Prep Time 5 mins Cook Time 15-20 mins
· 2 Cheese Polenta
· 1.5 L Water
· 3 tablespoons extra-virgin olive oil
· 4 garlic cloves, thinly sliced
· 1/4 teaspoon crushed red pepper, plus more to taste
· 1/2 cup dry white wine
· 3/4 cup lower-sodium chicken stock
· 2 pounds peeled and deveined raw large wild-caught Gulf shrimp
· 2 teaspoons lemon zest
· 1/2 teaspoon fine sea salt
· 1/4 cup unsalted butter, cut into pieces
· 1/2 cup finely chopped fresh flat-leaf parsley
Bring water to a boil in kettle. Pour 1/4 of water into mixing bowl. Gradually add polenta mix while whisking.
Alternate between adding water and polenta mix until desired consistency is reached (more water for creamier polenta).
Add salt to taste.
Cover and keep warm.
Heat oil, garlic, and red pepper in a large, deep skillet over medium-low heat. Cook, stirring occasionally, until softened and fragrant, about 3 minutes.
Add wine, and bring to a simmer over medium-high heat. Simmer, stirring occasionally, until reduced by half, about 5 minutes.
Add stock, and return to a simmer; simmer 3 minutes.
Add shrimp, lemon zest, and salt.
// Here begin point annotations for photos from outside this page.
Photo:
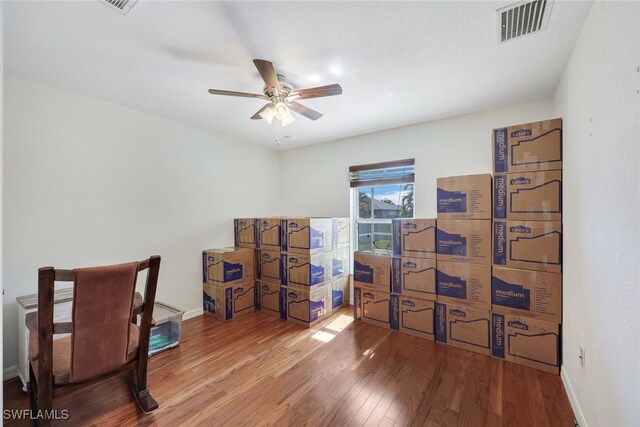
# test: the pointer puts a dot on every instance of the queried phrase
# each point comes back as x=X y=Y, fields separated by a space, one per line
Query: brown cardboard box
x=309 y=235
x=464 y=197
x=372 y=306
x=414 y=237
x=372 y=271
x=245 y=232
x=463 y=327
x=525 y=341
x=414 y=277
x=270 y=298
x=270 y=267
x=341 y=233
x=226 y=265
x=226 y=302
x=412 y=316
x=270 y=233
x=533 y=294
x=464 y=240
x=306 y=306
x=309 y=269
x=340 y=292
x=532 y=196
x=528 y=147
x=464 y=283
x=529 y=245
Cook, stirring often, until shrimp are slightly opaque, about 4 minutes.
Stir in butter until melted. Remove from heat. Cover and steam until shrimp until just cooked through, about 2 minutes.
Divide polenta among warm shallow bowls; top each with shrimp and sauce. Garnish with parsley, and serve immediately.